A morning call to worship

POSTED ON 2013-11-08
  by Heidi Goud

Wusaraambya men gather to begin the morning worship service.

Church, to the Wusaraambya believers, is a time of fellowshipping and focusing on God. It begins around 10 a.m. or whenever everyone can make it to the river to wash up, put on their only other set of clothes (if they have a spare) and make the trek from scattered homes high up in the surrounding mountain ridges to the little church building.

The ringing of the “bell” – a clanging of a stick against a scrap piece of metal found at a World War II outpost several hours walk away – signals the opening of the church doors around 9:30 a.m. Then the music starts as young men trickle in, chewing on their sweet potatoes and cooking bananas, and strumming eagerly on their guitars to signify the morning call to worship.

Soon, the women begin to join the mix. They sit outside at first, talking and giggling together as they wait for enough women to make their entrance appropriate.

Around 10 a.m. there are enough women to join the men so they eagerly swarm into the church and join with the happy voices of the men in praising God. Soon the church is packed full of men, women and children eagerly expecting to hear God’s Word.

The Bible teachers start the church service with prayer, because the most important part of every church service is talking to God.

The Bible teacher then spends time reviewing a lesson from the week before, making sure that the congregation not only remembers the lesson, but that they have put the lesson into practice throughout the week. Members of the church, both young and old, are invited to give feedback from their lives about how they have applied the message and what challenges they faced.
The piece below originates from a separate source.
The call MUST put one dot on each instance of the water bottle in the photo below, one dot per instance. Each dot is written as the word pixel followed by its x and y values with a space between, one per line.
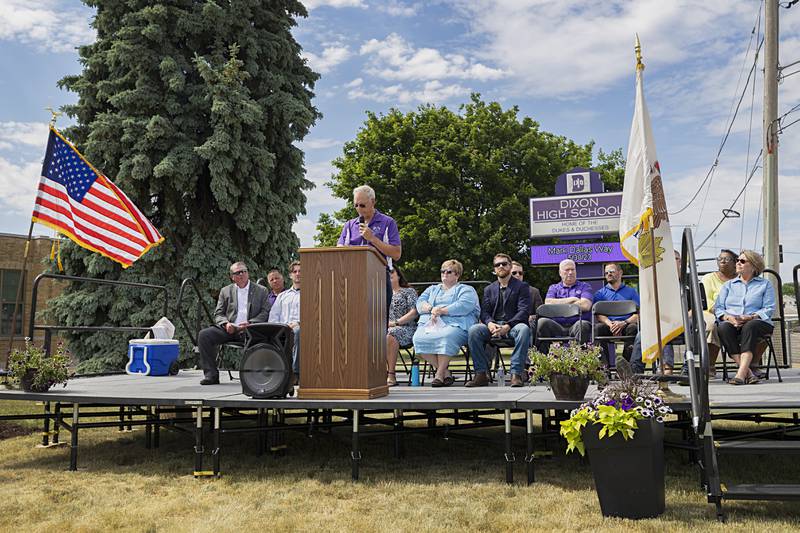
pixel 501 377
Next, the Bible teacher proceeds to share theological truth from books like Romans and Ephesians. These messages are delivered completely from memory and are the product of countless hours of study and prayer. 

They build on the foundation laid by an in-depth study of the Firm Foundations lessons which give a chronological teaching of the Bible from Creation to Christ – twice, once for evangelism and then for discipleship – and teach about church discipline and the Christian walk from Acts and the Epistles.
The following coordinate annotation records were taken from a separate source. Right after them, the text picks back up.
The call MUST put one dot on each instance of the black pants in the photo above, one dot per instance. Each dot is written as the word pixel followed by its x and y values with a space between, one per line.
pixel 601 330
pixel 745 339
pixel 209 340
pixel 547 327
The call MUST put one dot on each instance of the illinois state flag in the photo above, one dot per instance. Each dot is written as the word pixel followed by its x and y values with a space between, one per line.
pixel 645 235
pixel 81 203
The Bible teacher then prays for the congregation to digest the message he just presented them with; he also prays that they will have the courage to apply it. This truth is not for the young believers, he knows, but for those who already know the foundational truth and who are ready to go deeper in their walk with God. This journey is not for the faint of heart.

The Bible teacher then again opens the floor to discussion. Members of the congregation pepper him with questions about how to apply biblical truth to practical life situations. It is now around 2 p.m. The discussion goes for another hour. The camaraderie amongst the believers grows as they prepare to do battle with the forces of evil in the heavenly realms.

The church service finally ends around 3 p.m. and is followed by a time of fellowship and of eating food together as believers. Then the Wusaraambyans disperse to each others’ homes for more fellowship and discussion.

Sunday is a day of prayer and fellowship. And as Bible teacher Willis says, “What else would be do on our Sunday but get together and worship God?”